An exercise in 2013/14 encouraging clinical commissioning groups (CCGs) to work with their neighbours by forming into clusters called ‘units of planning’ aimed to ensure proposals for a given area were coherent. It also hoped to maximise the value for money of any resources being drawn upon (NHS England, 2013).

But accounts from those involved suggest the project used a great deal of time and effort to create plans that were largely shelved, and the lack of reporting on any outcomes emerging from the work only serves to underscore its evident failure. A lack of clear overall direction, the imposition of planning areas that were not geographically meaningful, the lack of mechanisms to ensure collective ownership of the plan, and an excessive dominance of financial targets have been noted as significant issues.

It is interesting to note that these same issues have emerged in the cases of some Sustainability and Transformation Partnerships, the regional care bodies set up more recently to evolve the planning of care by bringing different parts of the NHS and social care system together (Edwards, 2016). From our experience of working with trusts, commissioners and STPs across England, we can see a lack of ‘in-house’ planning expertise within the health service has been an issue for many local systems and has led to strategy work being outsourced to management consultants.

Beware optimism bias and pressure for quick results

Complex change requires continual negotiation and often takes place in unpredictable ways and at varying speeds. People need to build new relationships and establish different ways of working, and the logistics of getting clinical staff together are challenging. There is little that can be done to compress the time that is needed for these tasks.

The ‘planning fallacy’ (or optimism bias) has become a very familiar element of NHS policy proposals over the last 20 years. Alongside natural optimism and ebullience from the people leading changes (who often overestimate the speed with which change will take hold), there remain other important reasons for taking a more cautious approach.

The Better Care Fund, an ambitious government project aiming to improve the integration of health and social care services by pooling local authority and NHS budgets, is a relatively recent example of optimism bias in practice. A key expectation of the initiative was that avoidable emergency admissions could be reduced by 3.5% in one year by focusing on care for older people and helping them to manage their conditions in the community (National Audit Office, 2014). The planning process for the Fund was delivered a blow when the timescale for preparing plans was shortened from 11 months to five months during the process. Instead of a reduction, emergency admissions increased in 2015/16, the first year the Fund was introduced (National Audit Office, 2017).
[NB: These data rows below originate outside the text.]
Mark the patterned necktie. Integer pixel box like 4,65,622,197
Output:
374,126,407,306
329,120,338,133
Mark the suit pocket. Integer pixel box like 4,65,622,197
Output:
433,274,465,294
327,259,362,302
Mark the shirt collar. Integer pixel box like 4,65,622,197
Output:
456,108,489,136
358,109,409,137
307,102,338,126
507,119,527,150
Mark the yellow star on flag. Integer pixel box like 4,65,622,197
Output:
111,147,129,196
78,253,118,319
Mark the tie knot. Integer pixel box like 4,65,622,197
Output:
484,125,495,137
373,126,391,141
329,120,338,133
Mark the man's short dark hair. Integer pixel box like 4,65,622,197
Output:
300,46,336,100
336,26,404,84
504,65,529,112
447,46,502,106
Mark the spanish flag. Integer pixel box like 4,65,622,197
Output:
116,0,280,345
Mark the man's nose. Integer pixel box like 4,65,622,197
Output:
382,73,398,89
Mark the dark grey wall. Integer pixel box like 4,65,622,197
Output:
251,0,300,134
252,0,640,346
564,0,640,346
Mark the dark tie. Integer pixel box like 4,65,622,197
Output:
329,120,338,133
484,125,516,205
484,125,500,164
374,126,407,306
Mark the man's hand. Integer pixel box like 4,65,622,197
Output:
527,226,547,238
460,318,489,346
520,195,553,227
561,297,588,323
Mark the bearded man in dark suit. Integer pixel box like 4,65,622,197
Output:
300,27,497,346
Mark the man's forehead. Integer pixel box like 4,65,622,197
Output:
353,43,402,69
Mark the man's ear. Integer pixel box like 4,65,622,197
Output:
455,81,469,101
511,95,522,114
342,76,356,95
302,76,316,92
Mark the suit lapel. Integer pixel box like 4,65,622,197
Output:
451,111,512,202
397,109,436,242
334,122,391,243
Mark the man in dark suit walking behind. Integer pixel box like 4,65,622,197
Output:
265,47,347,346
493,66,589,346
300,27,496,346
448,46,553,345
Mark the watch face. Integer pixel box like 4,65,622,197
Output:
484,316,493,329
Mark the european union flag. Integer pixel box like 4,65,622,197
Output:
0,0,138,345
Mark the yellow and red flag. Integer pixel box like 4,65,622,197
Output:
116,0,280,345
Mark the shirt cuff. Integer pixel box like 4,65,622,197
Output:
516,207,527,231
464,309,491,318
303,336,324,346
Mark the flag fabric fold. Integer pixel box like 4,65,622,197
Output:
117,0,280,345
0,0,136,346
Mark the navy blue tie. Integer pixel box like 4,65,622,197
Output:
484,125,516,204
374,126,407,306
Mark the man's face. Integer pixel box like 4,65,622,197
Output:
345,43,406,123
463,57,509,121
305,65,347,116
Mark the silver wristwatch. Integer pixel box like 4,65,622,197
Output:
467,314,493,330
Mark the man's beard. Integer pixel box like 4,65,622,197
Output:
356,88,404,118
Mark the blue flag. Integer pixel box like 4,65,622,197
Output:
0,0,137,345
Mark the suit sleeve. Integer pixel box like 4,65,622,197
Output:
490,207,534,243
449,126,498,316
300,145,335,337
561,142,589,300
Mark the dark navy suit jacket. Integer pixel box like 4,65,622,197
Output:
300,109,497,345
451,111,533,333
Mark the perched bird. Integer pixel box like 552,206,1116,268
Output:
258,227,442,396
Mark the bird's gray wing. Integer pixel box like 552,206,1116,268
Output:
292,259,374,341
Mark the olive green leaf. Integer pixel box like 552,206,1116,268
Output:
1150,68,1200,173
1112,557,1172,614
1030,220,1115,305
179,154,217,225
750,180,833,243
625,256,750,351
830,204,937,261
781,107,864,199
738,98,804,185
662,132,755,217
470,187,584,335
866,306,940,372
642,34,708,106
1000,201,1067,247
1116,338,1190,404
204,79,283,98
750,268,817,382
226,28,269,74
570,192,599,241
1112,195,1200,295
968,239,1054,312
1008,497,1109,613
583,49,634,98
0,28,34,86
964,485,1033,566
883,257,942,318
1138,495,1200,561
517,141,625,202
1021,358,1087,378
Likewise, a key aim of the New Care Models programme has been to reduce admissions and reduce the time spent by patients occupying hospital beds. There is some evidence of this occurring, but progress has been much slower and patchier than hoped (The Health Foundation, 2017).

Ultimately, this is not surprising. Equivalent changes in the United States took longer and consumed far greater resources (Jha, 2016). But the electoral cycle in this country has a strong and malign impact on planning in the NHS, and folk wisdom would suggest that it is only possible to achieve major change in the two to three years following an election. This is at odds with the fact that plans often favour major changes such as hospital closures, which require financial input and long decision-making processes, both of which delay implementation. So it is important not to allow pressure to achieve rapid short-term change lead to hubris and rash promises.